Microb Pathog. 2010 May;48(5):191-5. doi: 10.1016/j.micpath.2010.01.005. Epub 2010 Jan 22.
There is a need to develop effective countermeasures for Yersinia pestis, the etiologic agent of plague and a potential bioterrorism agent. Salmonella and Shigella spp. deleted in the guaBA genes involved in guanine biosynthesis have been shown to be attenuated in vivo. In this study, we sought to determine whether deletion of the guaBA operon would render Y. pestis auxotrophic for guanine and avirulent; such a strain could serve as a live attenuated plague vaccine candidate. A Y. pestis guaBA mutant was generated by specific deletion of a segment of the guaBA operon, producing a guanine auxotroph that was highly attenuated in a mouse model of Y. pestis infection. Furthermore, mice vaccinated with a single dose of 7x10(4)CFU via the intravenous route were fully protected against subsequent lethal challenge with the Y. pestis parental strain. These findings identify guaBA as a target for deletion to generate a live attenuated plague vaccine.

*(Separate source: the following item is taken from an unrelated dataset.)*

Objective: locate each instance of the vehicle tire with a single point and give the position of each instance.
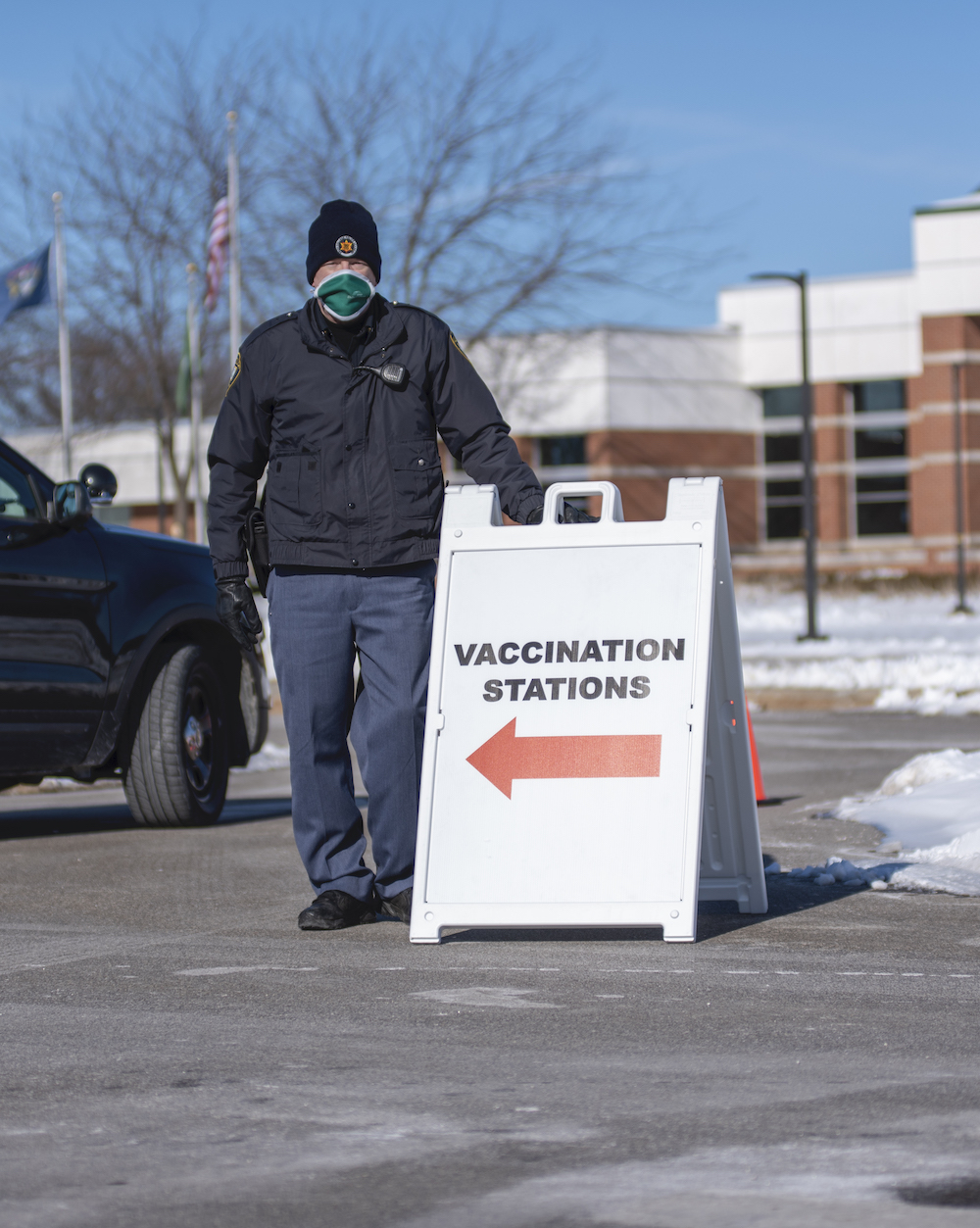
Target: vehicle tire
(178, 767)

需要开发针对鼠疫耶尔森菌(鼠疫的病原体,也是一种潜在的生物恐怖主义制剂)的有效对策。已证实,缺失参与鸟嘌呤生物合成的 guaBA 基因的沙门氏菌和志贺氏菌在体内的毒力减弱。在本研究中,我们试图确定 guaBA 操纵子的缺失是否会使鼠疫耶尔森菌对鸟嘌呤产生营养缺陷并丧失毒力;这样的菌株可以作为一种活的减毒鼠疫疫苗候选物。通过特异性缺失 guaBA 操纵子的一段序列,产生了一种鸟嘌呤营养缺陷型鼠疫耶尔森菌突变株,该突变株在鼠疫耶尔森菌感染的小鼠模型中高度减毒。此外,通过静脉途径给予单次剂量 7x10(4)CFU 的疫苗接种,小鼠可完全免受随后用鼠疫耶尔森菌亲本菌株进行的致死性攻击。这些发现确定了 guaBA 是用于缺失以生成活的减毒鼠疫疫苗的靶标。